Aunque el término ‘superalimento’ es más bien comercial que científico, suele emplearse a menudo para hablar de esos ingredientes que tienen tantas propiedades que dejan … una gran lista de beneficios en el organismo. Por eso conviene incluirlos en la alimentación, como parte de una dieta sana y equilibrada que no solo busque la pérdida de peso, sino aportar todos los nutrientes necesarios al cuerpo.
Entre estos superalimentos hay uno que es especialmente interesante a nivel cardiovascular gracias a los beneficios que aporta para la salud del corazón: la granada. Esta popular fruta es perfecta para tomar sola y también para tomar con yogur o avena, además de incorporarla a otros platos como ensaladas, porridge o sobre una crema de verduras.
La granada es una fruta muy interesante desde el punto de vista nutricional y destaca por su alto nivel de antioxidantes, ya que contiene polifenoles, especialmente punicalaginas y antocianinas, que ayudan a proteger las células frente al estrés oxidativo. Esto no solo mejora el sistema cardiovascular, también tiene propiedades antiinflamatorias y combate el envejecimiento. Además, aporta vitamina C, vitamina K, folato y potasio y es beneficiosa para la salud intestinal gracias a su fibra.
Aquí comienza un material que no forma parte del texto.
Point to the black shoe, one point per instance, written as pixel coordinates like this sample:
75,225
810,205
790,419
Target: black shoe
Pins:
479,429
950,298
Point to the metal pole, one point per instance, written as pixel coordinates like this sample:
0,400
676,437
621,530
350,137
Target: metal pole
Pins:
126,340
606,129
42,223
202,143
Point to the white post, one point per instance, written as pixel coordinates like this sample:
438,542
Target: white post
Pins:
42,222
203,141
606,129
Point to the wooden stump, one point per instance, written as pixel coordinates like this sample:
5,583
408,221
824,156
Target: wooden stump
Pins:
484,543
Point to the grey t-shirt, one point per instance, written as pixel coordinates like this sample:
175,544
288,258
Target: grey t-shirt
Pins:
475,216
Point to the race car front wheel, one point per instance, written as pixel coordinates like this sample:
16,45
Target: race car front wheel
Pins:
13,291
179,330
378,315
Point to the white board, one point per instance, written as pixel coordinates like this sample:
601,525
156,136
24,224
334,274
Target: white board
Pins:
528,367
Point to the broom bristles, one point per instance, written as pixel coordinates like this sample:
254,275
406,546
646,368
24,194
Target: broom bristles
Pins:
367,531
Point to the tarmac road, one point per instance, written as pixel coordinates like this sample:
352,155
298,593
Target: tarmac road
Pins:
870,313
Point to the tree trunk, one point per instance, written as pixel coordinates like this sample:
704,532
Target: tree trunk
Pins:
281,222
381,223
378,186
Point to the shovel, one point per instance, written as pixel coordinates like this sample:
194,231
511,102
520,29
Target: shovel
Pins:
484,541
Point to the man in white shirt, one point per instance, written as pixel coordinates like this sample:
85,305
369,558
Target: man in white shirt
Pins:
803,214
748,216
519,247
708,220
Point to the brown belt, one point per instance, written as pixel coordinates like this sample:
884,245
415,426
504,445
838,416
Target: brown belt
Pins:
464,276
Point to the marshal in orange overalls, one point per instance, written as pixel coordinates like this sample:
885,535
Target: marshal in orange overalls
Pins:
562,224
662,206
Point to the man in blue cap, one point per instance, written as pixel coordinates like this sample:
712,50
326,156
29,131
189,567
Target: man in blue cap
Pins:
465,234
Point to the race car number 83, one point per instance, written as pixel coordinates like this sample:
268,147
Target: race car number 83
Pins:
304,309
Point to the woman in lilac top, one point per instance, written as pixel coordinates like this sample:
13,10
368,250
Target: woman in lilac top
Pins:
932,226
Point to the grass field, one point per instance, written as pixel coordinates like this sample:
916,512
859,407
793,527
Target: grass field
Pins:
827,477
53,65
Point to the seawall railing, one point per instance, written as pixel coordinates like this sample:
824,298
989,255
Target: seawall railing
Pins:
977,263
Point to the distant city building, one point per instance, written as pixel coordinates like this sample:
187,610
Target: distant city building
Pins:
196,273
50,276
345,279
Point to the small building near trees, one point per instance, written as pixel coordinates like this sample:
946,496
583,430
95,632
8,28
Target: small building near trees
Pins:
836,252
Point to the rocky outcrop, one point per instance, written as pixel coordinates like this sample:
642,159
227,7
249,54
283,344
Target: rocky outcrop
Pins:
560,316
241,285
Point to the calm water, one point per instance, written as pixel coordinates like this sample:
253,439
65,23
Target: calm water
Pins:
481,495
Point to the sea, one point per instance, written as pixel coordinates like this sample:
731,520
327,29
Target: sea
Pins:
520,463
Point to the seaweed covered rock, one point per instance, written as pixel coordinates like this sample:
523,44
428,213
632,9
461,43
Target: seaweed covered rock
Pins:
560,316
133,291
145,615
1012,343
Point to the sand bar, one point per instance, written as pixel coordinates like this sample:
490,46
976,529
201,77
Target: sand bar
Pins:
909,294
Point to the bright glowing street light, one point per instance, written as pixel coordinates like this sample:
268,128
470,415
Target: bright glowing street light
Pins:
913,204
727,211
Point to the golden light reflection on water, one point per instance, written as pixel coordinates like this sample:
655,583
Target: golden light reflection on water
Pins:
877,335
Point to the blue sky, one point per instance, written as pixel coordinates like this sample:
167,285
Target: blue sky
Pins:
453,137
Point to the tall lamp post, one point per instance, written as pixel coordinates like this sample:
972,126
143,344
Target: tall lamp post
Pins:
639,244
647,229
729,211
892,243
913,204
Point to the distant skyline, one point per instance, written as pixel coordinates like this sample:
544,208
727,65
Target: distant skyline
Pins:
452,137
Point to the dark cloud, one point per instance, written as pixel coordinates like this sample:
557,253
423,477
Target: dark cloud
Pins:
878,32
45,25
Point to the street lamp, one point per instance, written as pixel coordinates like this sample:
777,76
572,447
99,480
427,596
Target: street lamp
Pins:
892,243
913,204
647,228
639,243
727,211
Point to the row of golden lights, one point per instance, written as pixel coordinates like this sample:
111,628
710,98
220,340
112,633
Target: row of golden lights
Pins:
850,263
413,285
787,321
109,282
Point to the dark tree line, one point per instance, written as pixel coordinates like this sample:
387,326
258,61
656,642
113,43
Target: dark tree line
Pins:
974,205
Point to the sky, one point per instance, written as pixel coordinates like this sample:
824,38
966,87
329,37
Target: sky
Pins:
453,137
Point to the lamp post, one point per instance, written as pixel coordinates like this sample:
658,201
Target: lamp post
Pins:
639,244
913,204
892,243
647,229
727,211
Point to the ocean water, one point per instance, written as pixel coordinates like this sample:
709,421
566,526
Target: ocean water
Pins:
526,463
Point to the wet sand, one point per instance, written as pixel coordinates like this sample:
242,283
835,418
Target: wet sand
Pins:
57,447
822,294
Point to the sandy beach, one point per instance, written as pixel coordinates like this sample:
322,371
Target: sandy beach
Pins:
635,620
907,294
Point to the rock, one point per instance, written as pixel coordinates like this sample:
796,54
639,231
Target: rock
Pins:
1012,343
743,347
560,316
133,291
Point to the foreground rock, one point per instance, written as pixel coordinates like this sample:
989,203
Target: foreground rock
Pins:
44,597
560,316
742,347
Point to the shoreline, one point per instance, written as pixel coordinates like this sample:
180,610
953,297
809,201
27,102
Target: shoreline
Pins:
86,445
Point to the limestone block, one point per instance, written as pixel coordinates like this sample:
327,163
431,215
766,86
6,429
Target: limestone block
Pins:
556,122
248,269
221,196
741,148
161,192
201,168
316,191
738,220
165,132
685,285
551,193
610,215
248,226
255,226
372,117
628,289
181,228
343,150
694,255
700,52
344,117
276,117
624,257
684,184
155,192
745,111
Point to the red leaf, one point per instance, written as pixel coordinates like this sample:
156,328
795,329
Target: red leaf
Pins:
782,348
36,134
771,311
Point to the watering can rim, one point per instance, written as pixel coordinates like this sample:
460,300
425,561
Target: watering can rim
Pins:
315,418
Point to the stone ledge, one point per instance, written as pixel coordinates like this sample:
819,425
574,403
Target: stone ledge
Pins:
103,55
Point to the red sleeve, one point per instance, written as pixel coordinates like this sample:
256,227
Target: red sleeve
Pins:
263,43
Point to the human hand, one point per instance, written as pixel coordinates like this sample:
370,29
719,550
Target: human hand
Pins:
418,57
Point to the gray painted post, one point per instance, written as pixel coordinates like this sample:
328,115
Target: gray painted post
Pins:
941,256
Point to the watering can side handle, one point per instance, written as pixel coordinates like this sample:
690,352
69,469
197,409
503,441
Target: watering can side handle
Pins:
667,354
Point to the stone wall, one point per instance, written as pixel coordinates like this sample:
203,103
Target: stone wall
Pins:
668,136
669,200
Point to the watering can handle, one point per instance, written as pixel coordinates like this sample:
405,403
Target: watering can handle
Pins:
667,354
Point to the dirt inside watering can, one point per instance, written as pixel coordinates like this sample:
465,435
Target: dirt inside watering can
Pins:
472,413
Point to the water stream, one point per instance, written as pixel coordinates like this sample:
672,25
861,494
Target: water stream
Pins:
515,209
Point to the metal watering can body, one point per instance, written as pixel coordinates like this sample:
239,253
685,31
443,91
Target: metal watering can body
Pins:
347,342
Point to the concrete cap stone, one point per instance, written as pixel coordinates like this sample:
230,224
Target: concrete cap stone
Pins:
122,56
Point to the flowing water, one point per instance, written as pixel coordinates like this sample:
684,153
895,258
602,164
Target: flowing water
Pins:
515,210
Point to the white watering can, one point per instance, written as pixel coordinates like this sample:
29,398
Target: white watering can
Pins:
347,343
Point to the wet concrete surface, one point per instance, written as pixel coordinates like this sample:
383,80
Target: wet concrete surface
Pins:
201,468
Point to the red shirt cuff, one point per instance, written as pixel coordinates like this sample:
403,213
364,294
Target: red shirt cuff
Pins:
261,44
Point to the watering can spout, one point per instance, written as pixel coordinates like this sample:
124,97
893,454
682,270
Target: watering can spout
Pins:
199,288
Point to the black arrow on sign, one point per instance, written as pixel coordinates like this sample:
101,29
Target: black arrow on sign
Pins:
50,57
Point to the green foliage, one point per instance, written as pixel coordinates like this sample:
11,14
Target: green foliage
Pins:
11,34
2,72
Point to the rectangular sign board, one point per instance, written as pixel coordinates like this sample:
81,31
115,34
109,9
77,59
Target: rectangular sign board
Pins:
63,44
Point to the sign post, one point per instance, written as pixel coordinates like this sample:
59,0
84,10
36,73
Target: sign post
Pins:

Ahora, un nuevo estudio de científicos del King’s College de Londres (Reino Unido) ha descubierto que un compuesto producido por el organismo tras el consumo de granadas, la urolitina A, mejora la función cardíaca hasta en un 80 por ciento en un tipo de insuficiencia cardíaca con opciones de tratamiento limitadas.
Este hallazgo, publicado en ‘Science Advances’, podría dar esperanza a millones de personas que padecen un tipo de insuficiencia cardíaca en la que el corazón conserva su capacidad para bombear sangre, pero se vuelve rígido y tiene menos capacidad para relajarse entre latidos, lo que dificulta que se llene de sangre. Esto se conoce como insuficiencia cardíaca con fracción de eyección preservada y representa aproximadamente la mitad de todos los casos de insuficiencia cardíaca. Esta afección puede provocar dificultad para respirar, fatiga, menor capacidad para hacer ejercicio y una mala calidad de vida en general.
Según Joseph Burgoyne, autor principal del estudio, pese a que no existen pruebas suficientes para sugerir que las personas deban consumir granadas para tratar la insuficiencia cardíaca, estos hallazgos plantean la posibilidad de que los enfoques dietéticos que mejoran la producción de urolitina A puedan ayudar a aliviar esta afección.
«Se necesitan ensayos clínicos con personas para comprobar si este enfoque es eficaz para los pacientes. Mientras tanto, una dieta sana y equilibrada sigue siendo una de las mejores maneras de cuidar el corazón. Consumir abundantes frutas y verduras se asocia con una mejor salud cardiovascular, pero es importante recordar que ningún alimento por sí solo puede prevenir o tratar las enfermedades cardíacas», ha finalizado James Leiper, director de investigación de la British Heart Foundation.